Flagging unverifiable or evolving claims: public reporting has not, at the time of these disclosures, produced conclusive evidence of widespread active exploitation in the wild using these specific MCP flaws. Several articles note that no confirmed active exploitation was observed; however, the attack chain is demonstrable and fixes are urgent because the primitives involved (SSRF, path traversal, command injection) are well understood and easily weaponized. Treat the lack of observed exploitation as provisional, not as a reason to delay remediation.

Checklist: immediate actions for Windows and cloud teams​

  • Patch mcp-server-git and other MCP servers to the versions identified in vendor advisories. Confirm versions via your package manager or GitHub releases.
  • For any MCP server that performs URI fetches, add request‑scoped allowlists and deny requests to 169.254.169.254 and other internal metadata addresses.
  • Configure EC2 instances to require IMDSv2 (HttpTokens=required) and monitor IMDSv1 usage with AWS Config and CloudWatch metrics. Rotate roles and credentials if an instance’s IMDSv1 calls were observed.
  • Limit the runtime privileges of MCP processes (run as unprivileged users, isolated containers, or in separate network namespaces) and avoid running MCP servers as root or administrator.
  • Revisit your agent profiles: separate dangerous capabilities (filesystem write, system exec, network fetch) into distinct, auditable profiles and apply least privilege to each.

The strategic lesson for agentized operations​

MCP servers are a potent productivity multiplier — and the same properties that make them useful (programmatic access to files, code, and the network) make them powerful attack primitives when misconfigured. The line between convenience and vulnerability is drawn by assumptions: assumptions about who or what will call an MCP, what inputs are trusted, and which resources should be reachable.
Because agents ingest content from external sources, adversaries can weaponize those inputs.

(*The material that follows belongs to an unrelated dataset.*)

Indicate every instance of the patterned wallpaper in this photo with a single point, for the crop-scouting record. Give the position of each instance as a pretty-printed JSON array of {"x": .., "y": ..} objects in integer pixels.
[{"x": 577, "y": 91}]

That means security engineering for agent ecosystems must operate at the intersection of application security, cloud configuration, and model governance — a multidisciplinary remit that combines hardening, telemetry, and governance policy. The technical controls required are familiar — input validation, canonical path resolution, least privilege, and IAM hygiene — but they must be applied with the recognition that assistant actions are not purely local: they translate natural language into a sequence of tool calls that, when combined, can cross trust boundaries.

Conclusion​

The recent MCP disclosures are a valuable wake‑up call. They demonstrate how an assistant’s capabilities turn into an attacker’s capabilities whenever the tool boundary is porous. The fixes issued by vendors and the mitigation guidance offered by researchers are effective — if acted on promptly — but they do not absolve organizations from a deeper responsibility: to design and operate agentic systems with explicit, layered controls around who or what can ask the assistant to act and what the assistant is allowed to do.
In practice, that means urgent patching, limited and audited capability exposure, IMDSv2 adoption in cloud environments, and an operational assumption that any tool input is untrusted. When those steps are followed, MCP servers can deliver their productivity benefits without becoming the next high‑value gateway for cloud or RCE attacks.